Die bloße Abrufbarkeit von urheberrechtswidrigen Produktfotografien auf ausländischen Webseiten begründet noch keine Urheberrechtsverletzung in Deutschland. Es fehlt an dem notwendigen Inlandsbezug (BGH, Urt. v. 05.12.2024 - Az.: I ZR 50/24).
Die Klägerin machte Nutzungsrechte an 318 Produktfotografien geltend. Diese waren über die Google-Bildersuche auffindbar, führten jedoch zu Webseiten mit kasachischer und ukrainischer Top-Level-Domain, auf denen die Bilder selbst nicht angezeigt wurden. Die Texte auf den Internetseiten waren bis auf die in deutscher Sprache abgefassten Artikelbeschreibungen und den Hinweis, dass Produktfotos nicht angezeigt werden können ("Leider ist ein Fehler aufgetreten"), in kyrillischer Schrift verfasst. Nach einem Testkauf wurde die bestellte Ware von der Beklagten nach Kasachstan versandt.
Die Klägerin machte geltend, dass die Veröffentlichung auf diesen Seiten eine Urheberrechtsverletzung in Deutschland darstelle.
Der BGH wies die Klage ab, da es im vorliegenden Fall an einem hinreichenden Inlandsbezug fehle.
Die bloße Abrufbarkeit der Bilder über die Google-Suche reiche nicht aus, um einen hinreichenden Inlandsbezug zu begründen. Ein solcher wäre nur gegeben, wenn die Internetseiten gezielt auf den deutschen Markt ausgerichtet wären. Indizien wie Sprache, Währung oder der fehlende Versand nach Deutschland sprächen jedoch dagegen.
Auch die Verwendung identischer Produktfotos und einiger deutscher Textelemente auf den Seiten führten nicht zur Annahme eines Inlandsbezugs:
"Das Berufungsgericht ist außerdem rechtsfehlerfrei davon ausgegangen, dass es nach den Umständen des Streitfalls an einem hinreichenden Inlandsbezug fehlt.

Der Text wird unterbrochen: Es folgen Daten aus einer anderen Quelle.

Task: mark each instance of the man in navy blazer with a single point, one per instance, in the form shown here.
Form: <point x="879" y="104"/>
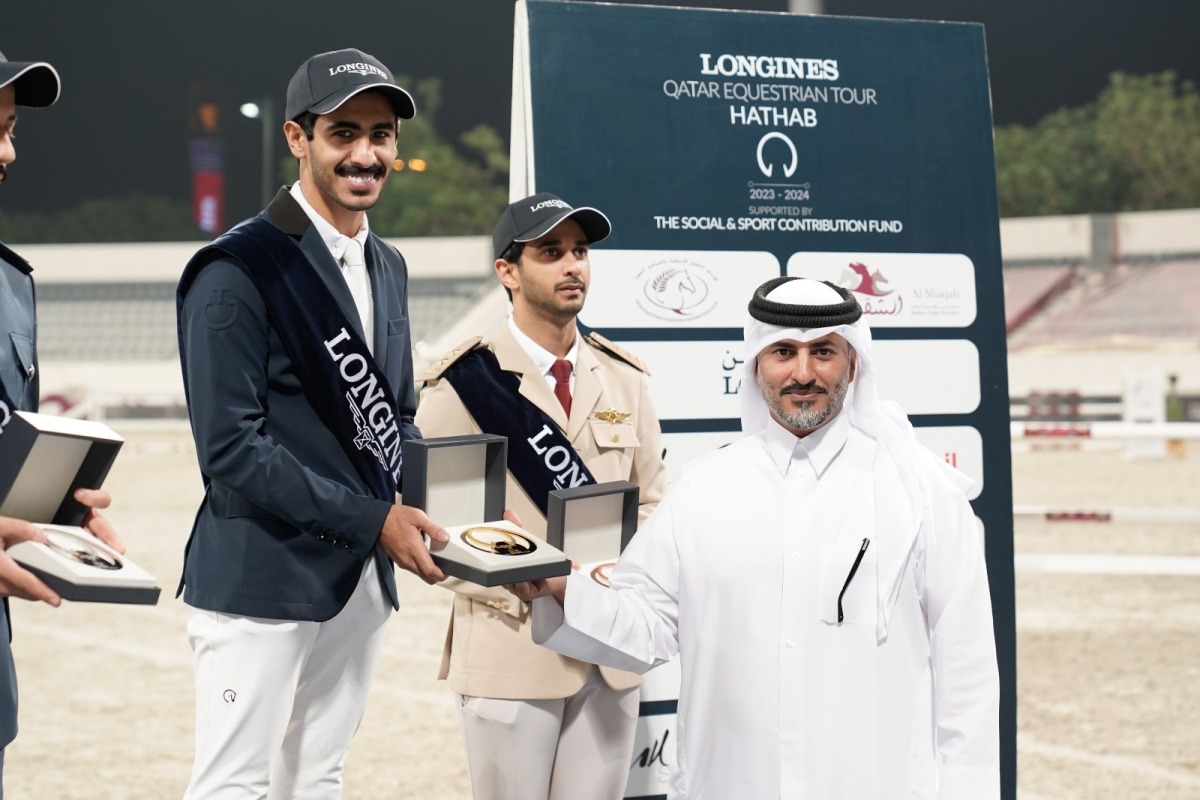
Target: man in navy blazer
<point x="288" y="567"/>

Das Berufungsgericht hat angenommen, die stets bestehende Möglichkeit, dass im Inland ansässige Interessenten auf ausländische Internetseiten zugriffen, könne nicht für die Annahme eines relevanten Inlandsbezugs ausreichen. Es bedürfe vielmehr zur erforderlichen Eingrenzung von in Deutschland verfolgbaren Schutzrechtsverletzungen im Internet einer Gesamtabwägung.

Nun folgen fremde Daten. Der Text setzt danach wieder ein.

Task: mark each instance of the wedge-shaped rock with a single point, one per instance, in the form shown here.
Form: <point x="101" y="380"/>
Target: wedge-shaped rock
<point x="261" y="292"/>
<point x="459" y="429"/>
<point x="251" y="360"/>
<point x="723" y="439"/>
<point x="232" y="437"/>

Bereits die Top-Level-Domains indizierten, dass sich die hier in Rede stehenden Internetseiten an Verkehrskreise in Kasachstan beziehungsweise in der Ukraine und nicht in Deutschland richteten. Hinzu kämen die Angaben zur Erreichbarkeit per Telefon und E-Mail, die jeweils keinen Bezug zu Deutschland hätten. Einen Vertrieb nach Deutschland habe die Klägerin nicht behauptet. Auch beim durchgeführten Testkauf sei es um eine Lieferung nach Kasachstan gegangen.
Dass die Beklagte die bestellten Waren aus Deutschland ins Ausland liefere, besage nichts über die Ausrichtung der Internetseiten.
Durch die Internetangebote werde, wenn überhaupt, nur ein verschwindend geringer Bruchteil der inländischen Bevölkerung, nämlich solche Verbraucher angesprochen, die daran interessiert sein könnten, Kleidungsstücke über die streitgegenständlichen Internetseiten zu bestellen, um sie Freunden oder Verwandten in Kasachstan oder der Ukraine zukommen oder sich von diesen nach Deutschland schicken zu lassen. (…)
Angesichts der geringen Auswirkungen einer etwaigen Benutzung der Bilder auf die inländischen Interessen der Klägerin falle es im Rahmen der vorzunehmenden Gesamtabwägung nicht wesentlich zu Lasten der Beklagten ins Gewicht, dass sie nicht von der technischen Möglichkeit Gebrauch gemacht habe, Internetnutzer aus dem Inland anhand der IP-Adresse zu erkennen und Maßnahmen zu treffen, die diesen Nutzern den Zugriff auf die Seiten zumindest erschwerten."